Archivio di Stato di Siena. Ospedale S.Maria della Scala n.1407, c.192. Nella pianta seicentesca, certo assai anteriore al 1694, anno in cui viene realizzato il Fosso Navigante Nuovo, che qui non è registrato, al centro della pianura grossetana è il «Porto» cui giunge da Castiglione della Pescaia il Fosso Navigante. È da notare, lungo il corso dell'Ombrone, la «rottoia» dell'argine, o "bastione", realizzato nel 1603, da cui ad ogni piena l'acqua torbida dell'Ombrone invadeva la pianura, senza poter defluire verso il Lago trovando ostacolo nell'argine del Navigante.
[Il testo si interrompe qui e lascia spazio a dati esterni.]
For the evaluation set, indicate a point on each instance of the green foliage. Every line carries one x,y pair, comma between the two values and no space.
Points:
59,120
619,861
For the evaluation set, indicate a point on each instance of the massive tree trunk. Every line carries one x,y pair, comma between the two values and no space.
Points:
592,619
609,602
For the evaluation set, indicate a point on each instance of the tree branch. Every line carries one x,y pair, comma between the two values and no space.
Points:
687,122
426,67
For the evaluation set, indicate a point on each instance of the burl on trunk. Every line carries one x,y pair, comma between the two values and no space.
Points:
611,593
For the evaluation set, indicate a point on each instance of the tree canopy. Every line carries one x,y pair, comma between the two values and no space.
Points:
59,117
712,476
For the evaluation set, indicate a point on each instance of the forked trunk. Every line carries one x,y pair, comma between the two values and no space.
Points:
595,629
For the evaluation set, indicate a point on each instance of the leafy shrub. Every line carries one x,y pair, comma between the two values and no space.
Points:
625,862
I barconi che andavano da Grosseto al porto di Castiglione della Pescaia, tirati da cavalli correnti sugli argini del "Canale Navigante", realizzato fra il 1614 ed il 1639, caricavano il grano destinato all'esportazione via mare nel "Porticciolo" realizzato proprio a questo fine, presso il Querciolo, e dunque non proprio in prossimità della città. La realizzazione, da parte del governo mediceo, del Navigante e del suo Porticciolo, fu accolta con grande soddisfazione dai "faccendieri", che con queste opere avevano la possibilità di godere di una notevole riduzione delle spese di trasporto dei grani dalla pianura grossetana al mare. I benefici che si sperava di ottenere con la realizzazione delle due opere, per cui vi fu un notevole impegno finanziario, in effetti furono conseguiti in misura assai modesta. I lavori, infatti, durarono assai più a lungo del previsto, poiché i risultati dell'impegno delle esperte compagnie di terrazzieri aquilani, alle quali si fece ricorso, venivano vanificati a più riprese da una serie impressionante di alluvioni della pianura a causa di ripetute rotture degli argini dell'Ombrone.
 
 

 

In particolare nel 1619 e nel 1639 le acque del fiume ricoprirono per mesi il territorio circostante il Lago di Castiglioni, e dunque anche il Navigante. Il ripetersi di fenomeni del genere, assieme alla devastazione dei suoi argini causata dal bestiame brado, de-
terminarono la rapida decadenza del Canale. Ma le scelte cui si videro costretti i Medici per la soluzione del problema del risanamento del Lago, non essendo realizzabile tecnicamente la sua colmata, portarono alla realizzazione fra il 1694 e il 1696 di un "Nuovo Canale Navigante", scavato all'interno della gronda del Lago stesso, per il quale il progettista ingegner Giuliano Ciaccheri previde la congiunzione al fosso S. Giovanni, in modo da evitare che i grani, da trasportare da Grosseto al porto di Castiglione della Pescaia, dovessero esser caricati al vecchio Porticciolo lontano circa tre miglia dalla città. Il nuovo terminale grossetano del Navigante sarà oggetto di rielaborazioni nel secolo XVIII, con lo Ximenes che volle realizzare una darsena nelle immediate vicinanze della città.

 

 

 

 

 

 

 

Archivio di Stato di Firenze. Miscellanea di Piante, n.204/a. Sec. XVII. La pianura di Grosseto e dell'Alberese con i progetti di lavori idraulici, Giovanni Antonio Spezza. È ben evidenziato il Fosso Navigante col suo porticciolo fra Querciolo e S.Giovanni.
 

Archivio di Stato di Firenze. Mediceo 2029, c. 14. Anno 1694. Disegno che dimostra lo stato presente del fosso navigabile dal porticciolo al mare.
Il disegno, probabilmente di Giuliano Ciaccheri, rileva lo stato di degrado del Fosso Navigante nel 1694, tale da rendere necessaria la costruzione di un nuovo fosso con un nuovo porticciolo più vicino alla città.